In human they discovered an evolutionary regulatory mechanism whereby IGFBP7 undergoes RNA editing at a higher frequency in obese patients with metabolic disease. This RNA editing event, which only occurs in humans but not in mice or Drosophila, leads to the generation of a new isoform of IGFBP7 with protective properties. "Our study reveals a previously unknown role of macrophages beyond inflammation and opens up a new avenue for research in the field of immunometabolism and the development of new therapeutic strategies for metabolic and associated liver diseases. We are now investigating the many roles of macrophages and their involvement in liver disease. This is a really exciting time as we will now uncover new biological function of macrophages about a hundred years after they were discovered,” says Myriam Aouadi.

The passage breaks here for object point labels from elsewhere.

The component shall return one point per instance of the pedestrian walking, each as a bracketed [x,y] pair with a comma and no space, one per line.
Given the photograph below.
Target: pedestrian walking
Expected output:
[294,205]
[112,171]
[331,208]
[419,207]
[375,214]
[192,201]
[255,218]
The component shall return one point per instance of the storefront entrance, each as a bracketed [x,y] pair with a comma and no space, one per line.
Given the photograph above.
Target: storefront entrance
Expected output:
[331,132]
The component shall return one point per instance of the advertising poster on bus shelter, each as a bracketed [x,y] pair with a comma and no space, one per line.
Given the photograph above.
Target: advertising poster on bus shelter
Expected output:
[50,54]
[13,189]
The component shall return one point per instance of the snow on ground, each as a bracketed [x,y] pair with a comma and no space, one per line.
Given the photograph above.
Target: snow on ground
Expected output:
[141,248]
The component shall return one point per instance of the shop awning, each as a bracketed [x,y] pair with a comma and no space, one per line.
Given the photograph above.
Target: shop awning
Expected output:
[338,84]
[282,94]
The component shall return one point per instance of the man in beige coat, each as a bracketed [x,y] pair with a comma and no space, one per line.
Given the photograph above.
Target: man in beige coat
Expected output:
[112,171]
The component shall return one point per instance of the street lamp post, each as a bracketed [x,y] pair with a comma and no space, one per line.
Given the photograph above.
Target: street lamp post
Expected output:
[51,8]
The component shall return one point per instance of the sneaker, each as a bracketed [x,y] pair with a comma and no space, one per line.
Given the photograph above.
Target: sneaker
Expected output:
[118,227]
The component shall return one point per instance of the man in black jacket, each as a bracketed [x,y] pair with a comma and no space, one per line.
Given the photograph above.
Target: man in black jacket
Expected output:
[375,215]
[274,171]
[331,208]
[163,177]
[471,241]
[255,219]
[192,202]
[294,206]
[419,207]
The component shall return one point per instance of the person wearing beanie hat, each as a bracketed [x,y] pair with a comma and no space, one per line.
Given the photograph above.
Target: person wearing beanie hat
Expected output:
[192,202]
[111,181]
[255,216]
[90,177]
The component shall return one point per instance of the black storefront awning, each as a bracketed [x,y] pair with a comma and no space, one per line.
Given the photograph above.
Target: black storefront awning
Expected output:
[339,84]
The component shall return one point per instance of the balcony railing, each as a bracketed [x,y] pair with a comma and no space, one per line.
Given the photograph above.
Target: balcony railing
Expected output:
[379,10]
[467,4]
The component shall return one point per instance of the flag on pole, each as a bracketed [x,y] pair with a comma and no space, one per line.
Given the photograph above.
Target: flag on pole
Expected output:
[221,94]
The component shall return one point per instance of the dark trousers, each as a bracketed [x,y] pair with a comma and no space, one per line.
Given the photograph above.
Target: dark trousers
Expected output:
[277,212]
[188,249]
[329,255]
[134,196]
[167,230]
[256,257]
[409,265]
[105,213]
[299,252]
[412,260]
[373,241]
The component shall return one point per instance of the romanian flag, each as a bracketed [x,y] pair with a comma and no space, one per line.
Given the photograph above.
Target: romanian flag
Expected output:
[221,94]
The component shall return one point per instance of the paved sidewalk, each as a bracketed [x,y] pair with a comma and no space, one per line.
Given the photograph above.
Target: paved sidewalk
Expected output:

In mouse, in insulin sensitive condition: IGFBP7 produced by liver macrophages binds the hepatic insulin receptor IR and enhances AKT activation by insulin; in insulin resistant condition, in which AKT does not respond to insulin, IGFBP7 binds the IR with less affinity but can still activate the ERK pathway and induce gluconeogenesis and lipogenesis. In human, edIGFBP7 is more frequent in the insulin resistant state. EdIGFBP7 has a higher capacity to bind the IR and activate AKT compared to wtIGFBP7. IR: insulin receptor. ed: edited; wt wild type.
- Liver macrophages do not become inflammatory activated in obesity and insulin resistance in drosophila, mice and humans.
- Liver macrophages produce non-inflammatory factors, such as IGFBP7, that directly regulate liver metabolism.
- IGFBP7 expressed by liver macrophages in human, but not mice, undergoes RNA editing at a high frequency in obese insulin resistant patients.
- The RNA editing of IGFBP7 in human liver macrophages leads to the production of a new and protective isoform with a higher capacity to induce the insulin signaling pathway.
Image: Liver RNA in situ hybridization Image displaying Igfbp7 (green) in liver macrophages, identified with the marker Emr1 (F4/80) and DAPI. Right Image: Endogenous expression of the Igfbp7 homolog (Impl2) in hemocytes (macrophages) in Drosophila.